La falta de condiciones mínimas para un acuerdo respecto del tema fue el punto en común entre ambos debates que me sugirió la siguiente lectura de la llamada fiesta taurina. ¿No será acaso que la inmunidad de los “taurinos” a los argumentos explícitos sobre el dolor animal indica también una discrepancia fundamental sobre qué se discute? A pesar de que la basta mayoría de taurinos siente gran respeto por los toros de lidia, la innegable presencia de un sistema nocioceptor en dichos animales y los detallados estudios sobre el sufrimiento durante la lidia no constituyen disuasivos relevantes para ellos respecto a la tauromaquia. La respuesta inmediata que pretende explicar tal actitud como un apego a la tradición y su consecuente supeditación del dolor animal a los valores inherentes a dicha práctica  parece también obviar que la desaparición de tradiciones y folclor no suele producir una discusión tan polémica. La desaparición de ciertos rituales, desde los bailes indígenas hasta “ir a misa el domingo”, produce a lo mucho cierta preocupación nostálgica. El exceso obsceno en la pasión que evoca la defensa y el ataque al fenómeno taurino parece más bien indicar que no sólo no discutimos lo mismo, sino que, como en el caso del debate sobre el aborto, ese algo más que no decimos explícitamente tiene mucha importancia relativa.

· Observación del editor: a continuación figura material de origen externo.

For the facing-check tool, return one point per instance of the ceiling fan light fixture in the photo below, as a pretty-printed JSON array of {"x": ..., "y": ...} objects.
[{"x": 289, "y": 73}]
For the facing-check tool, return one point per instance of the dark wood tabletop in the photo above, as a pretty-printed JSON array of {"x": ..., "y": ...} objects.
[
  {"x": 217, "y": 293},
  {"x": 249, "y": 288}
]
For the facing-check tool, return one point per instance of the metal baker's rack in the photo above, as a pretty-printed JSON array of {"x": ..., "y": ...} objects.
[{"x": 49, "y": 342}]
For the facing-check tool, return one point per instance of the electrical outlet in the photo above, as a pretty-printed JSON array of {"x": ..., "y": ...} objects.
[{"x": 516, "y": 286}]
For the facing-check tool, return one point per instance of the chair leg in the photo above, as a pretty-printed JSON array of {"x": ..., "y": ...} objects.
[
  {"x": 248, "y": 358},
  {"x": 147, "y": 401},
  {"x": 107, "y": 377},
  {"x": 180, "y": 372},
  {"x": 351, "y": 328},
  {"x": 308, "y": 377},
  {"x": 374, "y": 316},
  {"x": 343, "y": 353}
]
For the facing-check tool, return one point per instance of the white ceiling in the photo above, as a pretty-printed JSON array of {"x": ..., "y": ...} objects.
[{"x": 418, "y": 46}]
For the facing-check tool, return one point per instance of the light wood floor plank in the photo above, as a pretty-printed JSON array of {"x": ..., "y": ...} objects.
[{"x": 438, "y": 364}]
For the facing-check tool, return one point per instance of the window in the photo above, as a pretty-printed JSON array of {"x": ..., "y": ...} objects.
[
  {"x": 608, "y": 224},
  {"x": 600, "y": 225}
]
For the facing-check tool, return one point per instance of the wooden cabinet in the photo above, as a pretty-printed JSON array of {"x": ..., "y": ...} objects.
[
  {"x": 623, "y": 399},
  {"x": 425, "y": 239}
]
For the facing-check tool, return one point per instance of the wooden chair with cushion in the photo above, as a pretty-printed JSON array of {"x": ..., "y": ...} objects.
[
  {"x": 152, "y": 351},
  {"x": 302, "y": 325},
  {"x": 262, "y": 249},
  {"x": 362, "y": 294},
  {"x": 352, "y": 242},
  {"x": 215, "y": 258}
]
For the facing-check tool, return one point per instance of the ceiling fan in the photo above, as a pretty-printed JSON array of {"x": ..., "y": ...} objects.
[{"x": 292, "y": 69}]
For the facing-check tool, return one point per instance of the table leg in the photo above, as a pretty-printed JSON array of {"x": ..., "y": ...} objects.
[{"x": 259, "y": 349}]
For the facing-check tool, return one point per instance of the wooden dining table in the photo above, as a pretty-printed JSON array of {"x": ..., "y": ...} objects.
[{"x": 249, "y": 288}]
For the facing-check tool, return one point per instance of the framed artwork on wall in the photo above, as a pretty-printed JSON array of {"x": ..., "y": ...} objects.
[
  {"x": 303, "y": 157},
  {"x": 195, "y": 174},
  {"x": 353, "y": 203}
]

Existen ciertos tópicos que apuntan a la estructura psicológica del fenómeno, o para usar de manera más consecuente la jerga lacaniania: escenarios que descubren parte de sus rasgos estructurales. No es poco frecuente encontrarse con descripciones que caracterizan la lidia como una lucha entre el torero y el animal y que a su vez colocan tal conflicto en algún punto de una gama de acercamientos freudianos que van desde la burda identificación del toro con el falo hasta la generalización total en la que se pretende ver una lucha contra lo ominoso. Se piensa en rituales de fertilidad o de festejo de la masculinidad, se citan ciertos episodios como fenómenos de castración, etc. Aunque recubiertas con cierta cualidad de veracidad--como si presentaran parcialmente la estructura y además recalcaran que efectivamente ésta se encuentra detrás del andamiaje, dándole vida--sentimos que tales descripciones no encuentran una fuerza persuasiva por su parcialidad. ¿Por qué nos interesaría, como sociedad y como público, el deseo individual de alguien que pretende reafirmarse en su masculinidad, por qué nos interesaría su emasculación simbólica, etc.? Es sólo dentro del complejo estructural que estas situaciones pueden exponerse de esta manera,  tales descripciones ya suponen un “detrás de escena” en el cual encajan y se explican.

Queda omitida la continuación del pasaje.